Comparable harm-reduction principles have been explored in tobacco control, although policy responses vary across countries. The broader lesson is that reducing exposure to the most harmful risk factors can lower disease burden, even when ideal outcomes are not immediately achieved.
These examples illustrate a broader point. Harm reduction does not replace prevention. It provides a practical way to reduce risk by lowering cumulative exposure to key risk factors over time, even when ideal outcomes are not immediately achievable.
Applying harm reduction in smaller health systems
In a health system such as Cyprus’s, these considerations are particularly relevant. Smaller systems often benefit from closer coordination between primary care, specialist services and public health authorities, enabling more targeted and coherent prevention strategies.

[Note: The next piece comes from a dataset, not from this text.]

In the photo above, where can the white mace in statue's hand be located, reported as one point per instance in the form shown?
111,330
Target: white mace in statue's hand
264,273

This creates an opportunity to introduce emerging therapies in a more coordinated way, with clear criteria for use, clinical follow-up and supporting behavioural measures.
Cyprus faces challenges common to many European countries. Smoking remains prevalent, obesity rates continue to rise, and cardiovascular disease remains a leading cause of mortality. These are not isolated problems. They share common biological drivers and respond to similar preventive interventions.
A personalised harm reduction approach allows health systems to move beyond short-term thresholds and towards managing lifetime risk. It enables earlier identification of individuals at higher risk, clearer communication of that risk, and the use of proportionate interventions that reduce harm in the present, rather than waiting for the disease to become established.

Social and economic impact
The economic case for earlier intervention is as compelling as the clinical one. Poor health among working-age populations reduces productivity, increases absenteeism and contributes to earlier exit from the workforce. Preventable chronic disease is therefore no longer only a matter for healthcare systems. It represents a growing constraint on national economic performance.
Investment in prevention should be considered in the same terms as investment in infrastructure or education. Its returns accrue over time, but they are substantial. Delaying the onset of chronic disease by even five to ten years can markedly improve quality of life while easing long-term pressure on public finances.
Societies have adapted to longer lives through financial planning, pensions and savings. A comparable shift is now required in how we plan for health across the life course, with greater emphasis on preserving function and capacity over time.
The scientific evidence supporting earlier intervention is increasingly strong, and the range of effective tools continues to expand. What also continues to grow, however, is the cost of delay, measured not only in healthcare expenditure, but in lost productivity, reduced quality of life and widening pressure on public finances.
Extending life was one of the major achievements of the last century. Ensuring that those additional years are lived in better health must now be this one's priority.